Siyasetin bir maraton koşusu olduğu söylenir. AK Parti'nin performansı ise bu maratonu 100 mlik yarış kıvamına sokuyor. Yaşanan dönüşümün verdiği "olağanüstülük hissi" ve aktörler arasındaki sert rekabetin getirdiği "seferberlik" hali siyasetimizi terk etmiyor. Sürekli seçimlerde kaybediyor olmak ise ana muhalefet partisi CHP'yi Batı başkentlerinden AK Parti'ye karşı "ilave yardım isteme" noktasına itiyor. 2019 seçimlerine giderken de CHP'nin Cumhurbaşkanı Erdoğan'ı Batı'ya şikayet etme yaklaşımını asla bırakmayacağı anlaşılıyor.
Focus dergisine verdiği mülakatta Kılıçdaroğlu, Alman kamuoyuna "Türkiye'de hiç kimsenin güvenlik garantisi yok, ne canınız, ne de mal ve mülkünüz emniyette değil" deme noktasına geldi.

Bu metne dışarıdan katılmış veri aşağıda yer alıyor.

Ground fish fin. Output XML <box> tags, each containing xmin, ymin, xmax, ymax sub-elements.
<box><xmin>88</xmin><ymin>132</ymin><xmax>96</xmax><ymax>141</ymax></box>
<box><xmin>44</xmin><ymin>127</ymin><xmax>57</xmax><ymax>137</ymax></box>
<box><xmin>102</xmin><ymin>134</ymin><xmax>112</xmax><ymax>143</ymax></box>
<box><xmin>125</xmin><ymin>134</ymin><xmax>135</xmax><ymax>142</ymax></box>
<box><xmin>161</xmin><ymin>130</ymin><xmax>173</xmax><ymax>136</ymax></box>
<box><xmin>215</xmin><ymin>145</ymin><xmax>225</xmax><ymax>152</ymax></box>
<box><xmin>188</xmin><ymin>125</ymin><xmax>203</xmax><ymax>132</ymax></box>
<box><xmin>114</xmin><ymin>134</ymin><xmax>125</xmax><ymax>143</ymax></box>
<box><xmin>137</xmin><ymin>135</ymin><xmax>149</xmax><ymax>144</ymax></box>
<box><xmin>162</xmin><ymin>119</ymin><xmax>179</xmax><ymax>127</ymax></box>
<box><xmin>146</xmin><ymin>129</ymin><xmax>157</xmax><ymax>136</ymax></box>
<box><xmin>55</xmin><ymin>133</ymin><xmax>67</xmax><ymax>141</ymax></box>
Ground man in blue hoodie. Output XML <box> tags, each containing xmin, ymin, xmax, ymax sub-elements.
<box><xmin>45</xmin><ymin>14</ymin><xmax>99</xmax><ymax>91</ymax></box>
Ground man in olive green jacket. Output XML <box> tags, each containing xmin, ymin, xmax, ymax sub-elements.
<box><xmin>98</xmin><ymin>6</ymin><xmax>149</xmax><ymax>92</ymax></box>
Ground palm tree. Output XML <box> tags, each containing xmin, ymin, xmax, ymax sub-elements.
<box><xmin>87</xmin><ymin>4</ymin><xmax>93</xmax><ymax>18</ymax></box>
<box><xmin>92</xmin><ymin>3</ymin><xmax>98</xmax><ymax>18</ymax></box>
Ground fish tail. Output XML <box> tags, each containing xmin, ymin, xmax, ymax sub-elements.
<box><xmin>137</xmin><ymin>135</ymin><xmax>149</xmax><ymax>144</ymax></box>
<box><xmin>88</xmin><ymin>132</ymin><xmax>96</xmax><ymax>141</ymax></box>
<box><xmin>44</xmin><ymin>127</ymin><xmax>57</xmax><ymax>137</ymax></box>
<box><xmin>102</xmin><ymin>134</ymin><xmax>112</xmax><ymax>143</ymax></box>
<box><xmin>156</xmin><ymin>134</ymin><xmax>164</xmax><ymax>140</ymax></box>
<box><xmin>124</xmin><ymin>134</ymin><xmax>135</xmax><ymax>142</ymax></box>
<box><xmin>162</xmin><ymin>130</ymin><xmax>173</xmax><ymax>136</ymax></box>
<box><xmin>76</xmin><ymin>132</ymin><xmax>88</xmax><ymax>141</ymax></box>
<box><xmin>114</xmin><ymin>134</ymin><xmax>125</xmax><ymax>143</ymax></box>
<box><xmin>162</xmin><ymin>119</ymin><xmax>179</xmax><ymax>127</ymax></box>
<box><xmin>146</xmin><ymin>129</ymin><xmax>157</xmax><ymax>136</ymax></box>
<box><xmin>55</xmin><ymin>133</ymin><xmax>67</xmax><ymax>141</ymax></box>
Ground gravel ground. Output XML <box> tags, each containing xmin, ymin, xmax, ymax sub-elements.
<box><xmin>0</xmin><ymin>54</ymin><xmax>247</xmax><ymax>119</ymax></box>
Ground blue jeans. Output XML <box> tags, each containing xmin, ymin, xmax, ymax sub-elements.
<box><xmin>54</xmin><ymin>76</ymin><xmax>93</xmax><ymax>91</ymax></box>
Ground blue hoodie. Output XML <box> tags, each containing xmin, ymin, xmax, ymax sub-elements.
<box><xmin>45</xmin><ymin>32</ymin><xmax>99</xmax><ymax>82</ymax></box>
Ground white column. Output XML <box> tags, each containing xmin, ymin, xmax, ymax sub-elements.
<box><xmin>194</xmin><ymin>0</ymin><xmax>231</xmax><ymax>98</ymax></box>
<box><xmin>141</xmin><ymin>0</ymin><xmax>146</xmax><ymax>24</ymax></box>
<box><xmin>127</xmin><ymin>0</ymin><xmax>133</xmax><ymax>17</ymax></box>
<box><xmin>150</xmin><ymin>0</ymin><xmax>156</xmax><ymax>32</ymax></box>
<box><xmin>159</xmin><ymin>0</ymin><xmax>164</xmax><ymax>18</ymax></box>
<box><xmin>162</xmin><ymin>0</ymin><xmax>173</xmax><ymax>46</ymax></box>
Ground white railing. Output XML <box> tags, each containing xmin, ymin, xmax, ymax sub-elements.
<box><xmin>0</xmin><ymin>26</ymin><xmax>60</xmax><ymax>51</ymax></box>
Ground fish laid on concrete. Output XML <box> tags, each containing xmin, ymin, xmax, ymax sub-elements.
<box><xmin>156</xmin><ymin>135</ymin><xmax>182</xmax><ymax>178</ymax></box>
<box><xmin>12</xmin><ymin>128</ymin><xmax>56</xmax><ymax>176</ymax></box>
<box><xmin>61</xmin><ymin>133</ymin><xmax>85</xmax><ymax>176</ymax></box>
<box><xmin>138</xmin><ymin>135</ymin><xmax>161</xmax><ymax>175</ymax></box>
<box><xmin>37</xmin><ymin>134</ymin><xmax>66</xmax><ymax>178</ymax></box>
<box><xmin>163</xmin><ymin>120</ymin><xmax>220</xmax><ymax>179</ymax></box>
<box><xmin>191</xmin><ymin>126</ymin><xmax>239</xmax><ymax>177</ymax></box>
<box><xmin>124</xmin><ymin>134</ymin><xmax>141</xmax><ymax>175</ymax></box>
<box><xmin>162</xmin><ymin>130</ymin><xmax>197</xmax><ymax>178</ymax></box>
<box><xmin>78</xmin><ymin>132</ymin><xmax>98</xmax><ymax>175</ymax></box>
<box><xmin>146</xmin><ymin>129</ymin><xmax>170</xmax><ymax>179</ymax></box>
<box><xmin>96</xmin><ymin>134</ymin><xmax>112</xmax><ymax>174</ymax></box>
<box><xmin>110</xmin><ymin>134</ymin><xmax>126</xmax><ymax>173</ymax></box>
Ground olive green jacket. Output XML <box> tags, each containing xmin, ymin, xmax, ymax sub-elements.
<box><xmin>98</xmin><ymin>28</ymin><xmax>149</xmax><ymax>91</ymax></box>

Hatta "demokrasiden yana olan bütün güçleri bir araya getireceğiz ve Erdoğan'ı iktidardan indireceğiz" sözünü bile verdi. 16 Nisan referandumunda açıktan "hayır" lehine tavır alan Avrupalı siyasetçilerin "Erdoğan'ı indirme" projesine destek vereceklerini tahmin etmek güç değil. Anti-demokratik yollarla "Erdoğan'ı devirme" hayalini kuran iç-dış çevrelerin boş durmayacağını da 17-25 Aralık'tan bu yana biliyoruz zaten.
Seçimlerle "Erdoğan'dan kurtulmak" isteyenler ümitlerini yüzde 50 artı 1 çıtasına bağlamış durumda.
Çabaları iki yönlü:
1- 16 Nisan referandumundan çıkan yüzde 48 hayır oyunu Erdoğan aleyhtarlığında kenetlemek.
2- Yüzde 51 'evet' oyundan da, "makul aday" çıkararak, birkaç puanı koparabilmek.
Şimdilik kampanyalarının söylemi, "yaşam tarzına müdahale" ve "rejim değişikliği" iddiaları üzerine olacak gibi.
Elbette öncelikli muhataplar gençler ve kadınlar...
Şort giyen kadınlara ya da Atatürk büstüne saldırı ve sarıklı polis gibi sembolik hadiseler "Cumhuriyet rejimi elden gidiyor" endişesi üretmeye uygun bulunuyor.
Ancak eski "laiklik" tartışmasının "yaşam tarzına müdahale" söylemi üzerinden geri getirilmesi çabasını AK Parti kolaylıkla karşılayabilecek bir tecrübeye sahip.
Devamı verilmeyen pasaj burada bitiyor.